Nur Angela Merkel sagte ab
Alexander schildert, dass alle Spitzenpolitiker mit ihm gesprochen hätten – bis auf eine Ausnahme. Auf seine schriftliche Anfrage bei Bundeskanzlerin Angela Merkel habe ihm ihr Pressesprecher eine Absage geschrieben. Allerdings mit dem Hinweis, dass die Kanzlerin auch für kein anderes Buchprojekt zur Verfügung stehe. Das passt in die allgemeine Beobachtung, dass die Bundeskanzlerin in diesen Dingen sehr zurückhaltend und kontrolliert ist.

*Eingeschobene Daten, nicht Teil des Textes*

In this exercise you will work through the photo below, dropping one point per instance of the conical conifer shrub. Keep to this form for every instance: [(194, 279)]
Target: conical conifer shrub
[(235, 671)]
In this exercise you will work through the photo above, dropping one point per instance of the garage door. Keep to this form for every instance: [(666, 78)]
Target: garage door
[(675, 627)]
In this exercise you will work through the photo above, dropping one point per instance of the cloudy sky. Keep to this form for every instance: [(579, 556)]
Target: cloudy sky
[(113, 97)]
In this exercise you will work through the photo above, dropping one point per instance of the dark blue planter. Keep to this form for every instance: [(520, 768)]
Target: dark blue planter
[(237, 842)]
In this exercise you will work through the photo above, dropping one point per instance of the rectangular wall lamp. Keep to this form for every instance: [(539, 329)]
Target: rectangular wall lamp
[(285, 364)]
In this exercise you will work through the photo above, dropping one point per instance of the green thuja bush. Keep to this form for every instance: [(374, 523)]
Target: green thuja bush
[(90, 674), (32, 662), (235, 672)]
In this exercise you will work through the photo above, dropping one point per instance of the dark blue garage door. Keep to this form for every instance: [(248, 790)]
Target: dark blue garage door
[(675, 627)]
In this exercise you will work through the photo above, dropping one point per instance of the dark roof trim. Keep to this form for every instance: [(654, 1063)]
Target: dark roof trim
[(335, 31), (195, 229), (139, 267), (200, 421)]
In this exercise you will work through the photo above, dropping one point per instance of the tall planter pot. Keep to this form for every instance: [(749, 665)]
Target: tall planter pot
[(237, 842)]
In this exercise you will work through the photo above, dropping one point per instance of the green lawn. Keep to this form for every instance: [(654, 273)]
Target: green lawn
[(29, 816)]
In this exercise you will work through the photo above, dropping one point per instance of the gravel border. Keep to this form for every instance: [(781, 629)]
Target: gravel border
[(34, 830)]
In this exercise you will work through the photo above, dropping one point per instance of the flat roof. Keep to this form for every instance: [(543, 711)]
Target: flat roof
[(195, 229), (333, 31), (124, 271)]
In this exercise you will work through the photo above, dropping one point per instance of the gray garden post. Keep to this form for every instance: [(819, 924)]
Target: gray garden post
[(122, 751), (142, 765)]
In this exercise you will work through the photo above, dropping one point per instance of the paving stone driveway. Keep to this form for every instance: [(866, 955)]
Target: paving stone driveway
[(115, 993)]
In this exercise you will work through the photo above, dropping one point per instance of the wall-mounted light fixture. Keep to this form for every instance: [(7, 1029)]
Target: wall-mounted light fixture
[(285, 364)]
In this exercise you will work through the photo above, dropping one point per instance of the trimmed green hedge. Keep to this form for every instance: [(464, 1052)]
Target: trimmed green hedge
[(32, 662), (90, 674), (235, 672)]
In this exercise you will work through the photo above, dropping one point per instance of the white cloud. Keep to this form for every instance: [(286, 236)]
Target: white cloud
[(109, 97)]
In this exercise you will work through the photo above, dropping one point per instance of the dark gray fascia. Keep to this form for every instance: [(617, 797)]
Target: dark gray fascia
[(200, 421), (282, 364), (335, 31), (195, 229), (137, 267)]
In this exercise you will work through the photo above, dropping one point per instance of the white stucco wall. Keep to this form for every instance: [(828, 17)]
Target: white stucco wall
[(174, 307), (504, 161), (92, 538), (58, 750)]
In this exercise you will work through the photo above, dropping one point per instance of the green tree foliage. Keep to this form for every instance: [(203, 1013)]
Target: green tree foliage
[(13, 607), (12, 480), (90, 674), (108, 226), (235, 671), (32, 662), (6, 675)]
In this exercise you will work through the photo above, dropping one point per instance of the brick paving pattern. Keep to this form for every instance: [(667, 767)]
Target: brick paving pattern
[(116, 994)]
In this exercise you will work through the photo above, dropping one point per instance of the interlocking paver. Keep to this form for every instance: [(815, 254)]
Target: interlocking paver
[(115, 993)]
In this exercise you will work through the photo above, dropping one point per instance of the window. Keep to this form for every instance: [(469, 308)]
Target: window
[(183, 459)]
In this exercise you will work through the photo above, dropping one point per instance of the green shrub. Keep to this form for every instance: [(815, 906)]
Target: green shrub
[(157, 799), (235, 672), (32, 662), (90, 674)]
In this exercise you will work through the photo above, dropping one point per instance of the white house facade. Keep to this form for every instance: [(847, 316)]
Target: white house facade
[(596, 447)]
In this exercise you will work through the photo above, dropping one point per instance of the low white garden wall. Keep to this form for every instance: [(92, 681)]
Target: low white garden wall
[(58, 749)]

Das Ergebnis von Alexanders Recherchen ist ein spannendes Protokoll – mit neuen Erkenntnissen zur sogenannten Flüchtlingskrise –, aber auch ein Blick hinter die Kulissen des inneren Machtzirkels. „Ich hatte den Anspruch zu erzählen, wie Politik funktioniert. Die Leute sollen das Gefühl bekommen, wie die Dinge in Berlin funktionieren.“ Alexander glaubt, dass auch das Volk noch nicht fertig ist mit dieser dramatischen Zeit – als auch in Herne in Sporthallen und auf Sportplätzen Zeltlager entstanden. Das Buch könne das Bedürfnis befriedigen, diese Zeit zu erklären.

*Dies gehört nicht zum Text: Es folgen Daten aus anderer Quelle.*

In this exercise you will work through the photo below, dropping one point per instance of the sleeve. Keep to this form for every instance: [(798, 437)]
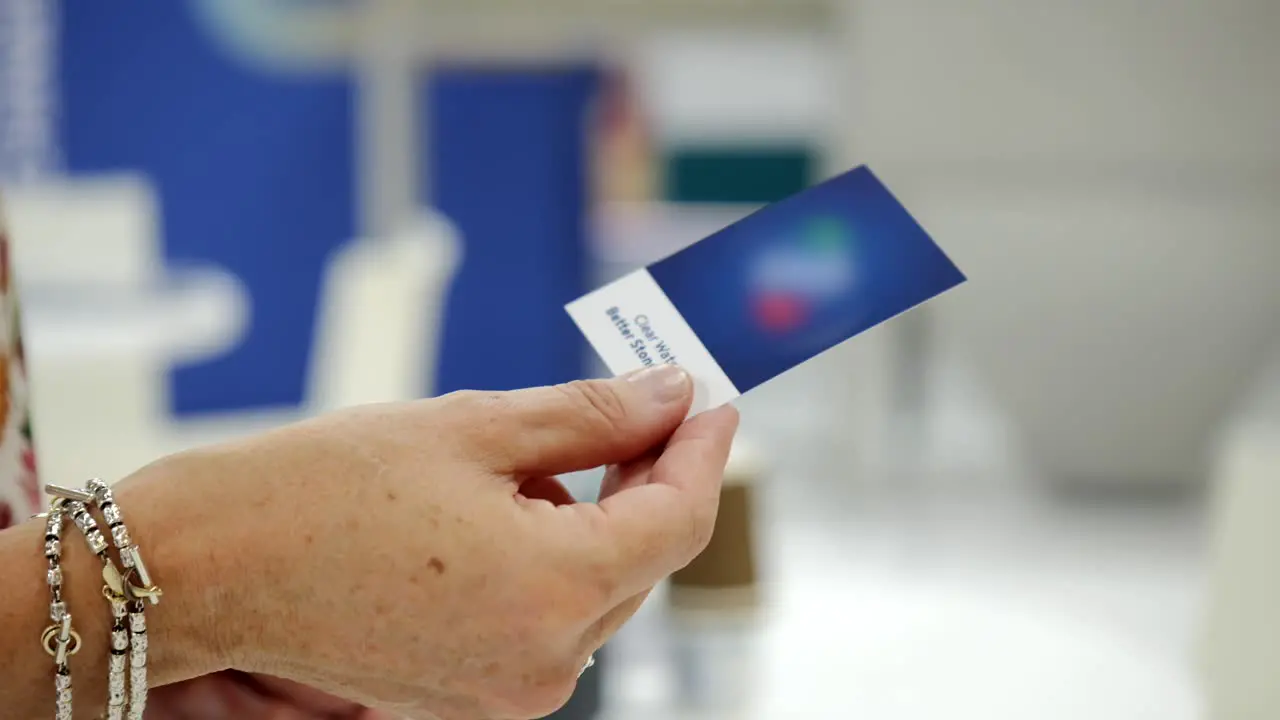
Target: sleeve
[(19, 487)]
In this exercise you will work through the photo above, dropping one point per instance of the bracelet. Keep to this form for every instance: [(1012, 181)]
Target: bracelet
[(119, 632), (127, 600), (137, 596), (58, 639)]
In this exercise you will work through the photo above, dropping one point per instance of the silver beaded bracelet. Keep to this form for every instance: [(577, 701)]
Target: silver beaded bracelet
[(126, 598), (119, 632), (58, 639)]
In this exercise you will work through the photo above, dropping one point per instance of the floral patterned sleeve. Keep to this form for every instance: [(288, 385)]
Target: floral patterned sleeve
[(19, 488)]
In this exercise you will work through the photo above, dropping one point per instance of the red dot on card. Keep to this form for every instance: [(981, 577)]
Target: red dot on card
[(780, 313)]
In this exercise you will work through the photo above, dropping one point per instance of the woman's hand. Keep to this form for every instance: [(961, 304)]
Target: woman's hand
[(421, 557)]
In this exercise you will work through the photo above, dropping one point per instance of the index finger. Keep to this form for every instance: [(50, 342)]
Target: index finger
[(659, 527)]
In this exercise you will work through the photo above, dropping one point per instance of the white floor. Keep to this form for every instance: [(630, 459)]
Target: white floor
[(926, 593)]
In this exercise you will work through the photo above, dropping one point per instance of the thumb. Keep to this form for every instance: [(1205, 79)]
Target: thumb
[(585, 423)]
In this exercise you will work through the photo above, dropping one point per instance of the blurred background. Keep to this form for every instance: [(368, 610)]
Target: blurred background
[(1054, 492)]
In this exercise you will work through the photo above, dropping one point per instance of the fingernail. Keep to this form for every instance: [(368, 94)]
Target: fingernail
[(664, 383)]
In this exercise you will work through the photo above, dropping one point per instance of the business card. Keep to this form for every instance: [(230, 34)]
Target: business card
[(769, 291)]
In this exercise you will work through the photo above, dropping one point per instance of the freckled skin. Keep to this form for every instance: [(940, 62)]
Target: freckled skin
[(419, 559)]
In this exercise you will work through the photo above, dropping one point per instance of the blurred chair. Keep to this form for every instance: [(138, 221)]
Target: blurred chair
[(104, 319), (85, 232), (379, 317), (378, 328)]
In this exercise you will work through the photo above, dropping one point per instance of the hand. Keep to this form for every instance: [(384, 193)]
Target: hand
[(237, 696), (421, 557)]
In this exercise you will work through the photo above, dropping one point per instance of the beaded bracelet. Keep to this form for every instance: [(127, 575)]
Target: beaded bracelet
[(119, 632), (137, 596), (58, 639), (126, 598)]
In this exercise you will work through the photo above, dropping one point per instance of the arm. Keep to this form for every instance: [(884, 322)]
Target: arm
[(182, 643), (415, 557)]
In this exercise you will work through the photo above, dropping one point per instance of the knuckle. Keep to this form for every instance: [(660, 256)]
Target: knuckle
[(599, 401), (549, 691), (702, 528)]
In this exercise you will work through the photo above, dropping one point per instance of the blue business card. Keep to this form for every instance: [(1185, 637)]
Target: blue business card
[(771, 291)]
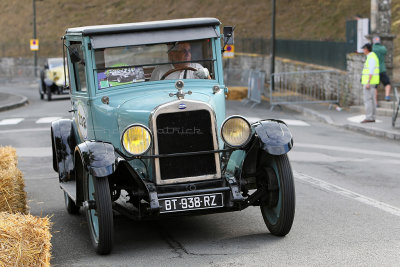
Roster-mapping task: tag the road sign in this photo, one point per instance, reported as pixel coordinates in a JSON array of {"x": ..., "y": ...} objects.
[
  {"x": 34, "y": 44},
  {"x": 229, "y": 51}
]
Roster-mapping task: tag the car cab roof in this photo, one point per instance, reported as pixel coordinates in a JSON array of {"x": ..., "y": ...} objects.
[{"x": 144, "y": 26}]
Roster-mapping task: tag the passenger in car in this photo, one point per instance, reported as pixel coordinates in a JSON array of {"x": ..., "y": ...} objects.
[{"x": 179, "y": 52}]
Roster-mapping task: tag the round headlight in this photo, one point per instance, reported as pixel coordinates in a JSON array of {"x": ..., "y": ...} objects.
[
  {"x": 236, "y": 131},
  {"x": 136, "y": 139}
]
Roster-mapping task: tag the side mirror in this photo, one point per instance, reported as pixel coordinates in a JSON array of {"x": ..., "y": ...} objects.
[
  {"x": 228, "y": 35},
  {"x": 74, "y": 55}
]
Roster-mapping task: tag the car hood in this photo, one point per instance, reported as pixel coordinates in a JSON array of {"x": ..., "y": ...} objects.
[{"x": 138, "y": 109}]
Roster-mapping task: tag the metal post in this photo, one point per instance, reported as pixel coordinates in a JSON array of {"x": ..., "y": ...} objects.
[
  {"x": 34, "y": 36},
  {"x": 273, "y": 46}
]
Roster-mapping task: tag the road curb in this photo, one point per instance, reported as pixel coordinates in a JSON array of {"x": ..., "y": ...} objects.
[
  {"x": 312, "y": 113},
  {"x": 23, "y": 101},
  {"x": 352, "y": 127}
]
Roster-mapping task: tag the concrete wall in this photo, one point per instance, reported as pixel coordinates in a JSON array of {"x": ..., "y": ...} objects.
[{"x": 18, "y": 68}]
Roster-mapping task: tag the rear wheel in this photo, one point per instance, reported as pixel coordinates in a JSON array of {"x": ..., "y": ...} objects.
[
  {"x": 98, "y": 208},
  {"x": 278, "y": 207},
  {"x": 72, "y": 208},
  {"x": 41, "y": 91}
]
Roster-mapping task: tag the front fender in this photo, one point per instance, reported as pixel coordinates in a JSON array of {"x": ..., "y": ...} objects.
[
  {"x": 272, "y": 136},
  {"x": 98, "y": 157},
  {"x": 63, "y": 144}
]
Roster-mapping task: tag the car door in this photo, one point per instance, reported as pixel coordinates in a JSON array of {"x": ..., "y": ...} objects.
[{"x": 80, "y": 93}]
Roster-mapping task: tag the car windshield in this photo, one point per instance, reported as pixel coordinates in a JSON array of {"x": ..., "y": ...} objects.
[
  {"x": 144, "y": 63},
  {"x": 55, "y": 63}
]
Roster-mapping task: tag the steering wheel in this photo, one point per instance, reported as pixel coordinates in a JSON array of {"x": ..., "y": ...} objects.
[{"x": 175, "y": 70}]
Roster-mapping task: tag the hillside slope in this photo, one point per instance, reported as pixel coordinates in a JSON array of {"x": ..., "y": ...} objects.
[{"x": 296, "y": 19}]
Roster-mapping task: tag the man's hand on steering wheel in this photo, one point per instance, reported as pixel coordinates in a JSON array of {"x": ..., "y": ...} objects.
[{"x": 175, "y": 70}]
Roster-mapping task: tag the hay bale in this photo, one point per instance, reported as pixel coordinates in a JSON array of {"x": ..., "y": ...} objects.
[
  {"x": 8, "y": 157},
  {"x": 237, "y": 93},
  {"x": 12, "y": 193},
  {"x": 24, "y": 240}
]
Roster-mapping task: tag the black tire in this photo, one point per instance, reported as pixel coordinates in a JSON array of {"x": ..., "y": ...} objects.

Überrascht über Verkaufszahlen
Und offenbar scheint dieses Bedürfnis groß zu sein. „Die Getriebenen“ erklomm Platz 1 der Sachbuch-Bestseller-Liste. „Das hat mich total überrascht“, sagt Alexander. „Ich wusste, dass das Buch Nachrichtenwert hat, weil ich Sachen hatte, die neu waren. Aber ich hätte nicht gedacht, dass das Interesse so groß ist.“ Es sei schon gut, wenn ein politisches Buch eine Auflage von 12 000 Exemplaren erreiche, der Siedler-Verlag druckte 120 000. Allerdings weiß Alexander nicht, wie viele davon bereits verkauft sind.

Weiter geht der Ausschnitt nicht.